Use pretrained AWD_LSTM for caption generation

I am trying to implement the “Show, Attend and Tell” paper. I thinking about the possibility of using the AWD_LSTM pre-trained language model for caption generation.

Firstly, I want to know whether my approach for using pre-trained model is correct, here is the code:

## language data bunch
data_lm = (TextList.from_df(df=metadata,path='.',cols='labels')

# create learner object
learn = language_model_learner(data_lm, AWD_LSTM, drop_mult=0.3,pretrained=True)

# fine tune model
learn.fit_one_cycle(8, 1e-2, moms=(0.8,0.7))

# save model parameters'fine_tuned_LM')

## load model parameters
pretrained_lstm = AWD_LSTM(vocab_size, emb_sz=812, n_hid = 512,n_layers= 1)

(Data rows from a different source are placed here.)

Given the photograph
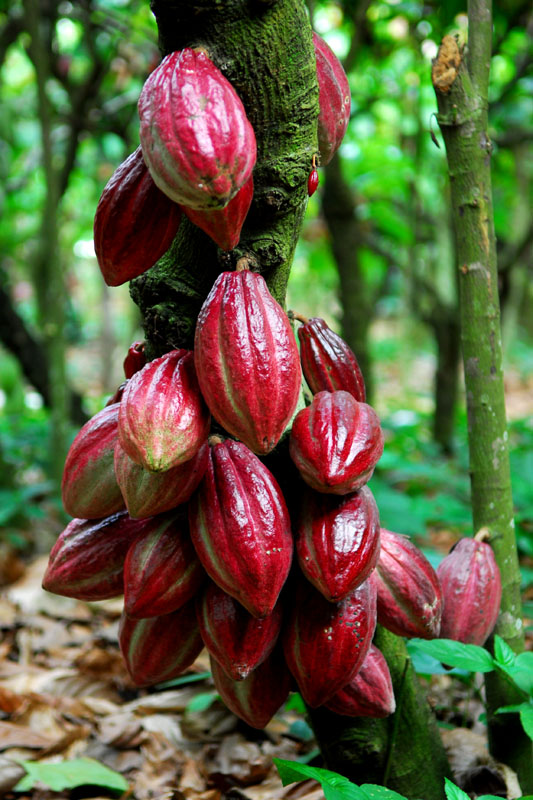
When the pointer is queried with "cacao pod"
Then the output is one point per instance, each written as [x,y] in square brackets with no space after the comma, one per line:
[328,363]
[326,643]
[162,571]
[160,648]
[135,359]
[224,225]
[256,698]
[409,593]
[369,693]
[196,139]
[240,527]
[163,420]
[149,493]
[471,592]
[333,100]
[135,223]
[235,639]
[89,487]
[247,360]
[336,443]
[87,560]
[338,541]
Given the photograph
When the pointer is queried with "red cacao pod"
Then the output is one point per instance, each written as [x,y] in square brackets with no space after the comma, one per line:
[89,488]
[328,363]
[240,527]
[163,420]
[160,648]
[471,592]
[135,222]
[409,592]
[326,643]
[338,541]
[235,639]
[135,359]
[149,493]
[197,141]
[256,698]
[369,693]
[224,225]
[247,360]
[336,443]
[162,571]
[333,100]
[87,561]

wgts = torch.load('models/fine_tuned_LM.pth')
params = list(zip(wgts.items(),pretrained_lstm.state_dict().items()))

for p in params:
    name = p[1][0]
    pretrained_lstm.state_dict()[name] = p[0][1]

I have a few questions on this:

  1. I have to pass a modified hidden state, the output of the attention model. How do I do that?

  2. Since I using a pre-trained language model, it supposes to store vocabulary (word to index mapping). How this vocabulary information is stored.

  3. It is enough to load just ‘fine_tuned_LM_Encoder’ or I should load entire ‘fine_tuned_LM’. In IDMB sentimental analysis tutorial, it was used for classification but for my case goal is text generation. I believe the entire model should be loaded.

  4. Since I used AWD_LSTM loaded with wiki-103 weights, I had to same architecture but when I initiated with different hyperparameters (emb_sz=812, n_hid = 512) and loaded my fine-tuned weights it did not throw an error as such. I am confused about what is going on inside it.